In a bid to reduce its headcount, search giant Google on Tuesday, June 10, offered buyouts to employees across several of its divisions. A buyout to employees means the company is offering a voluntary severance package encouraging them to leave their positions. This is often done to reduce the workforce, change the composition of the workforce or streamline operations.
According to a report in CNBC, Google has offered buyouts to employees from its knowledge and information (K&I), central engineering units, marketing, research, and communication teams. This is in line with the tech giant’s efforts to lay off since its massive job cuts in 2023. The latest round of buyouts has not yet confirmed the number of employees affected. There are also reports suggesting that similar buyouts were offered to staff in the search and ads units.
The buyout, essentially a voluntary exit programme, applies to Google employees in the US. The company has also confirmed that some of its teams are also mandating office returns for workers who live within 50 miles of an office. The search giant aims to bring a hybrid work schedule in order to bring staff together in person.
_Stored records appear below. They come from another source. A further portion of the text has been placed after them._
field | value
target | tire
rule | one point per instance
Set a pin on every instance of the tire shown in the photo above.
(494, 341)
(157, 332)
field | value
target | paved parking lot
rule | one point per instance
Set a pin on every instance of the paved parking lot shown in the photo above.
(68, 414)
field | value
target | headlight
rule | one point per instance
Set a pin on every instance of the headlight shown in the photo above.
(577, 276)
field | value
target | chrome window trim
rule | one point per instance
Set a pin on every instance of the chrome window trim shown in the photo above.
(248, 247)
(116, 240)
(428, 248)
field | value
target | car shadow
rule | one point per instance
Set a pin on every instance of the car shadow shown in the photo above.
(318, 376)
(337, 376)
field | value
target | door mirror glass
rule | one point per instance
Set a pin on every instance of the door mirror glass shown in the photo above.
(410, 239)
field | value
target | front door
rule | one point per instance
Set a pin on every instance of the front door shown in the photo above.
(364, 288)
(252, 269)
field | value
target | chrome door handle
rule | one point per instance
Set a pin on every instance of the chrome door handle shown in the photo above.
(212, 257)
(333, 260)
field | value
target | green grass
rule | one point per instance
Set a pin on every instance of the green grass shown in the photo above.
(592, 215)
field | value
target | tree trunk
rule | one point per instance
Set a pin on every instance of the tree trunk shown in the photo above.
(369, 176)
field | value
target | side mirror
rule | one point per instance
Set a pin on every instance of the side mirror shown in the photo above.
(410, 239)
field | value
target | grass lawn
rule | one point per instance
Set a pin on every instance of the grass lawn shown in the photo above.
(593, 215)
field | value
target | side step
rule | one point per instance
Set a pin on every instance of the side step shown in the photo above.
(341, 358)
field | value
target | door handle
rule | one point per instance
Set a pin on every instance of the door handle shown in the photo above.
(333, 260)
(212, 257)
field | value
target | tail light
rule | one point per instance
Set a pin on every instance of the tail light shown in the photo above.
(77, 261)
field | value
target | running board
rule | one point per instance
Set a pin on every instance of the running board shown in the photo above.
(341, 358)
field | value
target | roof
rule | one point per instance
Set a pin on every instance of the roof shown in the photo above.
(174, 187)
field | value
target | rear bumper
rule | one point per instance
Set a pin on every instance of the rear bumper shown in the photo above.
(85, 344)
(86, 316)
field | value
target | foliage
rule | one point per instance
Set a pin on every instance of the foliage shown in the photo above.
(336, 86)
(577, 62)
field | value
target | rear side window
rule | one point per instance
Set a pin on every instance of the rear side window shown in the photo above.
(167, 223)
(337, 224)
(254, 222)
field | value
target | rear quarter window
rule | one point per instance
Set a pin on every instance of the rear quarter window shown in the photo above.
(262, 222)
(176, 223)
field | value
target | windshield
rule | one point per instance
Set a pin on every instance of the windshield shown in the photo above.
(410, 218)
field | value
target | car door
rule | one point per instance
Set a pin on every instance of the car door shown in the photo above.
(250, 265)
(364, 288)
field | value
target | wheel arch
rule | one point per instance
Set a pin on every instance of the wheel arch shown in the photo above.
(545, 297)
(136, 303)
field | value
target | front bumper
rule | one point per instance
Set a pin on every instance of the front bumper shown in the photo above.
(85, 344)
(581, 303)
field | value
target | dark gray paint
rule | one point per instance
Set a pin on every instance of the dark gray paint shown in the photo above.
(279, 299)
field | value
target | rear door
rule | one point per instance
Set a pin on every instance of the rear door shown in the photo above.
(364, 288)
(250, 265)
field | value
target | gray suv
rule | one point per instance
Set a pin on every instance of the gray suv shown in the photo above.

Reportedly, K&I has around 20,000 employees, and in October 2024, the unit underwent a reorganisation in October that led to the elevation of Google executive Nick Fox. On June 10, Fox had relayed a memo saying that employees who were not meeting expectations may want to take the buyout and that those who are excited by their work and doing well will continue with the company. “I want to be very clear: If you’re excited about your work, energised by the opportunity ahead, and performing well, I really (really!) hope you don’t take this! We have ambitious plans and tonnes to get done,” Fox wrote, according to the memo.
The same memo said that the company was offering a supportive exit path for those who did not feel aligned with its broader strategy. “On the other hand, this VEP offers a supportive exit path for those of you who don’t feel aligned with our strategy, don’t feel energised by your work, or are having difficulty meeting the expectations of your role,” read the memo reviewed by CNBC.
Incidentally, the latest round of buyouts comes after Google finance chief Anat Ashkenazi in October said that the company’s top priority would be to push for more cost-cutting as the tech giant plans to expand its spending on AI in 2025. Besides, Google is also updating its internal learning platform to focus on upskilling its staff, especially training them to use modern AI tools.